Several different types of ovarian cysts exist, including dermoid cysts, cystadenomas, polycystic ovaries and cysts associated with endometriosis. Follicle cysts and corpus luteum cysts are also common. Most cysts are benign and filled with blood or other fluid. Many dissolve on their own and are often gone before they are even detected. Individuals with polycystic ovarian syndrome have cysts that continue to appear over time. To determine what type of cyst is present, doctors have various diagnostic tools at their disposal, such as ultrasound machines that can show them the size, shape and consistency of the cyst, which also allow them to determine the nature of the cyst without having to perform surgery.
Most ovarian cysts are benign. Cysts associated with endometriosis are filled with endometrial tissue, while cystadenomas are filled with fluid and are made up of the ovary’s own surface cells. Polycystic ovaries are small sacs that begin to fill with fluid and tissue if the follicle that releases the egg refuses to open. Ovarian tumors can develop, and some are malignant or cancerous. Doctors can use ultrasounds and other diagnostic tools to determine if the cyst or tumor should be further biopsied and eventually removed.

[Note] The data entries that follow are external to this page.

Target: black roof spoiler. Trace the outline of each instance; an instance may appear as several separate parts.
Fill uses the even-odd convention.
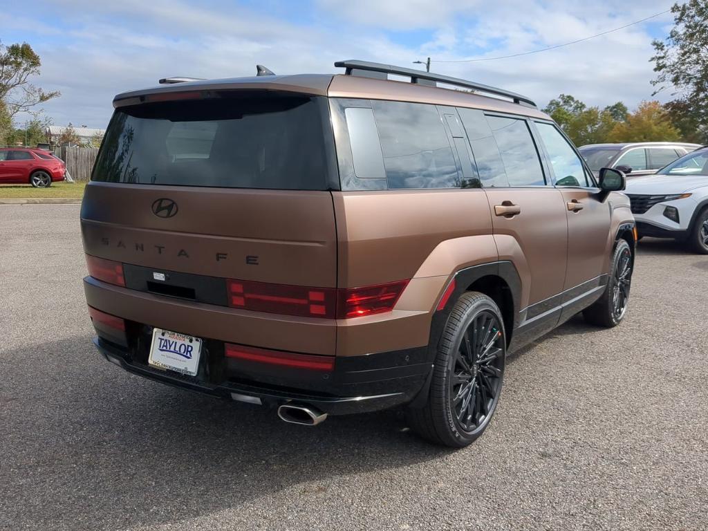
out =
[[[431,86],[437,86],[438,82],[445,83],[448,85],[472,88],[476,92],[484,92],[487,94],[493,94],[494,96],[508,98],[515,103],[525,105],[535,108],[537,107],[533,100],[521,94],[517,94],[515,92],[505,91],[503,88],[498,88],[496,86],[489,86],[489,85],[484,85],[481,83],[469,81],[466,79],[460,79],[457,77],[450,77],[440,74],[415,70],[412,68],[404,68],[402,67],[395,67],[392,64],[372,63],[368,61],[358,61],[356,59],[338,61],[334,63],[334,66],[338,68],[346,69],[345,74],[348,76],[364,76],[379,79],[386,79],[389,74],[393,74],[398,76],[410,77],[411,83]]]

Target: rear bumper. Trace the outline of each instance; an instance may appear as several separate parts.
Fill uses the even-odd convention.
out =
[[[406,370],[403,368],[403,370],[398,371],[401,374],[399,377],[375,382],[362,381],[349,384],[342,384],[339,387],[345,394],[343,395],[282,387],[255,381],[224,380],[217,384],[212,384],[198,379],[197,377],[190,378],[176,373],[168,373],[166,371],[159,370],[137,362],[132,359],[130,353],[127,349],[122,348],[101,337],[95,338],[93,343],[107,360],[129,372],[149,379],[238,401],[270,406],[288,403],[307,404],[330,415],[375,411],[410,402],[423,388],[427,380],[426,374],[411,376],[406,374],[411,372],[409,370]],[[430,371],[430,367],[426,364],[426,367],[417,367],[415,372],[419,372],[418,370],[421,368],[426,368],[428,372]],[[349,371],[348,375],[350,379],[353,376],[356,379],[358,379],[356,373],[358,372],[358,375],[362,377],[360,379],[366,380],[367,377],[362,373],[367,372],[368,371]],[[335,374],[333,377],[336,377]],[[334,386],[335,388],[336,387],[338,386]],[[355,389],[358,392],[355,394],[346,394]]]

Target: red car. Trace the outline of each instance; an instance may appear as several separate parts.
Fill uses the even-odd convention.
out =
[[[64,181],[67,165],[43,149],[27,147],[0,148],[0,184],[30,183],[43,188]]]

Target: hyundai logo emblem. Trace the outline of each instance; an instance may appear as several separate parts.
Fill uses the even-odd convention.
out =
[[[161,198],[152,203],[152,213],[158,217],[172,217],[178,210],[177,203],[166,198]]]

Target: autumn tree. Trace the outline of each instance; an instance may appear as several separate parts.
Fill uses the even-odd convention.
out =
[[[673,91],[667,108],[683,136],[708,143],[708,2],[675,4],[671,12],[668,37],[652,42],[654,93]]]
[[[78,144],[81,143],[81,139],[76,134],[76,130],[72,125],[72,122],[69,122],[69,125],[64,128],[64,132],[57,139],[57,145],[62,146],[64,144]]]
[[[18,113],[36,113],[36,107],[59,96],[30,81],[40,75],[42,62],[27,42],[6,46],[0,42],[0,101],[11,120]]]
[[[627,106],[622,102],[600,109],[588,107],[568,94],[551,100],[543,110],[561,126],[578,146],[607,142],[615,126],[627,116]]]
[[[607,142],[673,142],[680,139],[680,132],[671,122],[661,104],[658,101],[643,101],[626,121],[615,125]]]

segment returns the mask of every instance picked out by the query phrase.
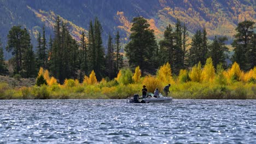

Ovarian cysts have few symptoms. One of the body’s many silent killers, ovarian cysts and tumors can go undetected for months or even years without causing symptoms of any kind. Most ovarian cysts are discovered by doctors during a woman’s yearly pelvic exam. What symptoms do appear are generally minor and do not draw much attention. Women who have reported symptoms claim to have felt tenderness in the abdomen, swelling or bloating in the area, excessive cramping during their menstrual cycles and during sexual intercourse. Fluid-filled cysts have been known to rupture, causing a warm feeling throughout the area, but little pain or tenderness.